Not a miracle recovery, but a miracle of modern medicine

In 2013 I fell into a six-week coma and nearly died after I contracted legionella. The Legionnaire's disease was in turn triggered by immunosuppression caused by the prednisone I was taking for my rare autoimmune disease, dermatomyositis.

I suffered a series of strokes on both sides of my brain when the sepsis caused my blood pressure to plummet. I fell into a deep coma. My kidneys and lungs began to fail, as my body was began dying one organ at a time. My doctors told my loved ones to give up hope for my full recovery. They expected me to die, and even if I somehow lived, I would remain a vegetable or at best left so hopelessly brain-damaged that I would never be same.
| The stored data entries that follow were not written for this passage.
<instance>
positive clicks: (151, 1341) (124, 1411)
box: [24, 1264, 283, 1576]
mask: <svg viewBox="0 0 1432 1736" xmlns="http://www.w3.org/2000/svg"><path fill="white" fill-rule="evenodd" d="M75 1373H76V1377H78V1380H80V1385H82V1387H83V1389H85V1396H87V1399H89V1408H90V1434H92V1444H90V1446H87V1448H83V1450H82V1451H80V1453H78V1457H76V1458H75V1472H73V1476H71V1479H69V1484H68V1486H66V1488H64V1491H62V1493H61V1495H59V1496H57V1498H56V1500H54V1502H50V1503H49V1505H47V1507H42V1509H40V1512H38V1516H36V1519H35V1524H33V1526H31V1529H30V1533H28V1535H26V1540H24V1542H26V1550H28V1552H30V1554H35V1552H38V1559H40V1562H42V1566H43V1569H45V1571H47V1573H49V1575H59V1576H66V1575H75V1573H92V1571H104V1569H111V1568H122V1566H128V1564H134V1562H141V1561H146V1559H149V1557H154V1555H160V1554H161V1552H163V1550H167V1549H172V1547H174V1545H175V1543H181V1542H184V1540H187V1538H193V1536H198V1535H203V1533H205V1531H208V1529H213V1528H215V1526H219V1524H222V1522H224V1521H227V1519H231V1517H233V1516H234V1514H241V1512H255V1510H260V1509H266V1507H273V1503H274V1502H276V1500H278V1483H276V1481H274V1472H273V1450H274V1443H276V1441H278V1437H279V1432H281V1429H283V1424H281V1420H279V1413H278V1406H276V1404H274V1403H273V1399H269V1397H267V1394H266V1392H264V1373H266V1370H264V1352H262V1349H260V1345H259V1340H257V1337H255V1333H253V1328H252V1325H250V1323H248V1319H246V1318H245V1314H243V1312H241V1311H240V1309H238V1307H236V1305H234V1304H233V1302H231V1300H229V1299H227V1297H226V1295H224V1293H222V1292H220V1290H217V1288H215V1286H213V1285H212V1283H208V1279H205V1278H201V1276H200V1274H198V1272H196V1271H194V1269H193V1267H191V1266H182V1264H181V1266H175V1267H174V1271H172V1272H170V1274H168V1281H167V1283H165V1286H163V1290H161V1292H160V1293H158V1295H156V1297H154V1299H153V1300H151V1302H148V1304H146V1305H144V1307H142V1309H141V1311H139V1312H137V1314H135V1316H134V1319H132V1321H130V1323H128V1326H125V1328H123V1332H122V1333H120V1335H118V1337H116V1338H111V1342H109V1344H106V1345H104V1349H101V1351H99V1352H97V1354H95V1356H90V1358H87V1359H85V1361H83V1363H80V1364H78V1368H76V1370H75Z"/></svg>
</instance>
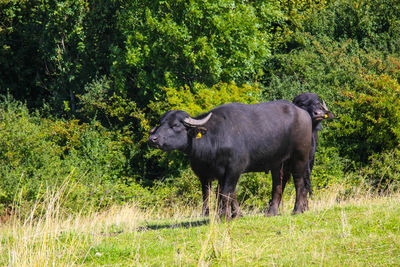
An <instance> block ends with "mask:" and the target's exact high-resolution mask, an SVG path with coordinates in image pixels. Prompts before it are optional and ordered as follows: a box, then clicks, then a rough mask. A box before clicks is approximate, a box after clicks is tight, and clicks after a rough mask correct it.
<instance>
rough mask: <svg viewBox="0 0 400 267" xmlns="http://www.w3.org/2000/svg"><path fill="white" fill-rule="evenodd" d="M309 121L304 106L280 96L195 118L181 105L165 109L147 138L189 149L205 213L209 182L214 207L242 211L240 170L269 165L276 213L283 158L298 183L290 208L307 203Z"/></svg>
mask: <svg viewBox="0 0 400 267" xmlns="http://www.w3.org/2000/svg"><path fill="white" fill-rule="evenodd" d="M311 133H312V122H311V118H310V116H309V115H308V113H307V112H306V111H304V110H303V109H300V108H298V107H297V106H295V105H294V104H293V103H290V102H287V101H284V100H279V101H272V102H268V103H259V104H252V105H247V104H241V103H230V104H226V105H221V106H218V107H216V108H214V109H212V110H211V111H210V112H208V113H206V114H202V115H200V116H197V117H195V118H192V117H190V116H189V114H188V113H187V112H185V111H182V110H173V111H168V112H166V113H165V114H164V115H163V116H162V118H161V121H160V125H159V126H157V127H154V128H153V129H152V130H151V132H150V137H149V143H150V144H151V145H152V146H154V147H156V148H159V149H162V150H165V151H169V150H175V149H176V150H180V151H182V152H184V153H186V154H187V155H188V157H189V158H190V162H191V167H192V169H193V171H194V172H195V174H196V175H197V176H198V177H199V179H200V181H201V185H202V192H203V200H204V204H203V214H204V215H207V214H208V198H209V192H210V189H211V182H212V180H214V179H217V180H218V190H217V192H218V195H219V202H218V212H219V214H220V216H222V217H226V218H228V219H229V218H231V217H236V216H238V215H239V214H240V209H239V204H238V201H237V199H236V184H237V182H238V180H239V177H240V175H241V174H242V173H246V172H268V171H271V173H272V179H273V190H272V191H273V195H272V200H271V202H270V207H269V209H268V211H267V215H276V214H277V212H278V206H279V203H280V201H281V198H282V194H281V193H282V187H281V178H282V177H281V169H282V163H283V162H285V163H286V166H285V167H286V169H287V170H288V171H290V173H291V174H292V176H293V180H294V183H295V187H296V202H295V206H294V210H293V213H301V212H303V211H305V210H306V209H307V208H308V201H307V189H306V187H305V170H306V168H307V162H308V158H309V154H310V148H311V139H312V138H311Z"/></svg>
But unbeknownst to them, while they were shining lights in my eyes and shaking their heads, I was telling them in my coma-dream--my secular version of a near-death experience--to leave me alone because I was trying to get back to sleep. I was experiencing what is known as covert cognition, the subject of my Skeptical Inquirer article "Covert Cognition: My So-Called Near-Death Experience," which appeared in their July/August issue.

But it wasn't a miracle--despite what so many continue to believe--that I recovered so fully. I owe my life not to God, but the miracles of modern medicine, as well as the nature of the watershed-area brain damage I suffered, as I detailed in my article and in this blog.